Jalandhar police book National Kidney Hospital owners in kidney racket
01 September 2015
A special investigation team (SIT) of the Jalandhar police on Monday booked a doctor couple who own the city-based National Kidney Hospital, Dr Rajesh Aggarwal and his wife Deepa Aggarwal, a month after the police claimed to have busted a kidney racket run from the hospital.
The doctor couple, who are residents of Chhotti Baradari locality in the city, were booked under sections 18, 19 and 20 of the Human Organs Transplantation (Amendment) Act, 1994 over serious violations of norms.
The SIT comprising additional deputy commissioner of police (investigations) J Elanchezhian, ADCP (headquarters) Alka Meena, ADCP-II Amrik Singh Powar and SHO Navdeep Singh, is reported to have questioned the couple for nearly eight hours at the local police station.
The two were allowed to leave the police station on the basis of an earlier court directive that the police should issue a notice to the doctors three days ahead of arresting them.
"The court order mandated three days' notice to them before their arrest," said Jalandhar additional deputy commissioner of police (headquarter) Alka Meena, who is a member of the SIT probing the case.

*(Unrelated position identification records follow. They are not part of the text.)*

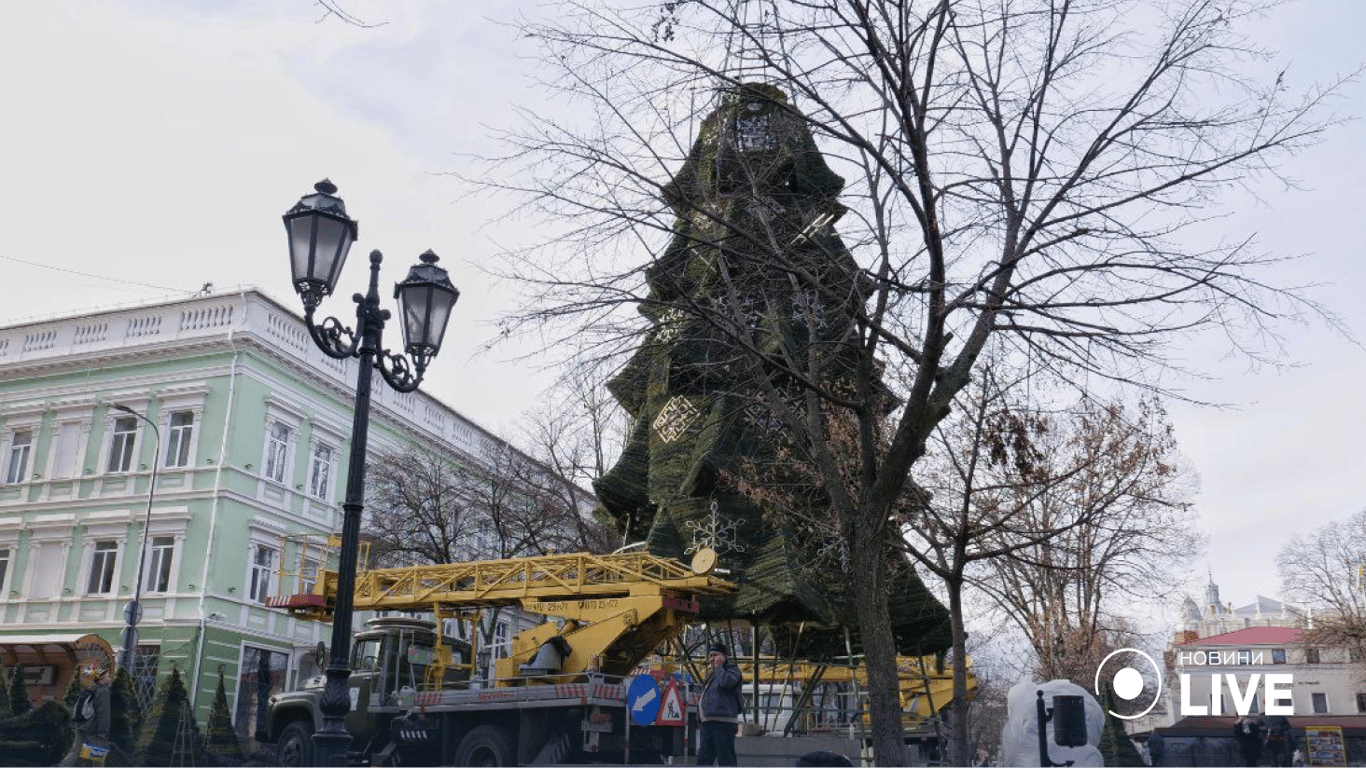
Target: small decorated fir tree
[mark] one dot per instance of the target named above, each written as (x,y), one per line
(221,739)
(124,712)
(18,692)
(4,696)
(170,737)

Now that the two have been issued notices, police said the couple would be arrested after three days as per the court orders.

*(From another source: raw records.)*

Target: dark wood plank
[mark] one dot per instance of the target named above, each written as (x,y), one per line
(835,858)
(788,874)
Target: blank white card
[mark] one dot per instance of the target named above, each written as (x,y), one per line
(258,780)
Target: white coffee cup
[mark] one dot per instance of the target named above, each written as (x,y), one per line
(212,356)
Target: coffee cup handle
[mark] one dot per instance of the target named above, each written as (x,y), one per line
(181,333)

Police registered the case after a report from the Director of Medical Education and Research (DMER), which confirmed serious procedural lapses in the case of seven transplant surgeries in which identities of donors were forged.
The police confronted the doctor couple on Saturday with records to corroborate them with a report of the directorate of medical education and research (DMER) that has arrived on 28 August.

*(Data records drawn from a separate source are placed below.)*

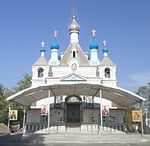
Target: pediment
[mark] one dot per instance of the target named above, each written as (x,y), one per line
(73,77)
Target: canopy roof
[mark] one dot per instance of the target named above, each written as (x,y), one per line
(118,95)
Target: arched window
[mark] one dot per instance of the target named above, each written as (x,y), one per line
(50,73)
(107,72)
(40,72)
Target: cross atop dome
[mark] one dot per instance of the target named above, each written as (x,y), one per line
(93,33)
(104,42)
(42,44)
(55,33)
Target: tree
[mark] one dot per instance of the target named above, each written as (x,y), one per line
(24,83)
(4,93)
(144,91)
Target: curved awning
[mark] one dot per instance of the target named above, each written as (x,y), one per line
(116,94)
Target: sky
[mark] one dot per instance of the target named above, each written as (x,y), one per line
(124,24)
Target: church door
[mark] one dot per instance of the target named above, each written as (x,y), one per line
(73,113)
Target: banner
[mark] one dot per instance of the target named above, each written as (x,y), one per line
(105,110)
(44,110)
(136,115)
(13,115)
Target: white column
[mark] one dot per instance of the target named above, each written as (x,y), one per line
(48,125)
(141,120)
(101,116)
(24,118)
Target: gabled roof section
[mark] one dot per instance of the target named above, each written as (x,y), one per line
(41,61)
(106,61)
(83,61)
(73,77)
(118,95)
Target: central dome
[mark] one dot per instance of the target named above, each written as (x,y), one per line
(74,26)
(55,44)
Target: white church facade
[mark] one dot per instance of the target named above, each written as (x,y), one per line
(74,89)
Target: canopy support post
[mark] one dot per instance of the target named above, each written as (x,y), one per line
(49,111)
(24,119)
(9,116)
(101,117)
(142,130)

DMER, which is the competent authority to sanction hospitals to conduct kidney transplant surgeries in Punjab, has also confirmed serious procedural lapses in seven transplant surgeries that are under scanner.
Police have already arrested four donors from UP and Haryana, who had sold their kidneys. Besides, police arrested Harminder Pal, who was working in collection centre of Lal Path Labs owned by Dr Deepa Aggarwal.
It was found that Pal was involved in swapping samples sent for DNA matching. The transplant coordinator of National Kidney Hospital, Sadhna, was arrested and she also claimed that Dr Aggarwal was aware of everything and she worked on his directions.
Sadhna, who had surrendered on 11 August, had accused doctors of warning her against giving any statement against him.
Police said lapses have been detected in the seven transplant surgeries such as missing signatures of the competent authority.
Earlier, doctors had claimed that Sadhna was authorised to check all papers before a surgery but it has later turned out during investigation that Deepa was also authorised for the same.
Police is also investigating other routine transplant surgeries besides the ones already under the scanner, Meena said.
About the possibility of the hospital being sealed in the wake of the scam, she said investigations are on and the role of the management is being probed and action will be taken accordingly.
Deputy inspector general of police (investigations) Nilabh Kishore has started investigations and gone through the records submitted by the city police to him last week. It was after his directions that the police came into action and summoned the owner couple.
The police had, on 31 July, arrested Junaid Ahmed Khan, Vardan Chandar, Kuldeep and Saboor from the Baaz Celebration Hotel for their involvement in the kidney racket and on 1 August, they arrested Harwinder Singh, a helper at Sunder Labs, who allegedly used to change blood samples to match the DNA sample reports of donors and recipients.
The laboratory, located on Garha Road in the city, is a collection centre of the Deepa Aggarwal-owned Dr Lal Path Lab.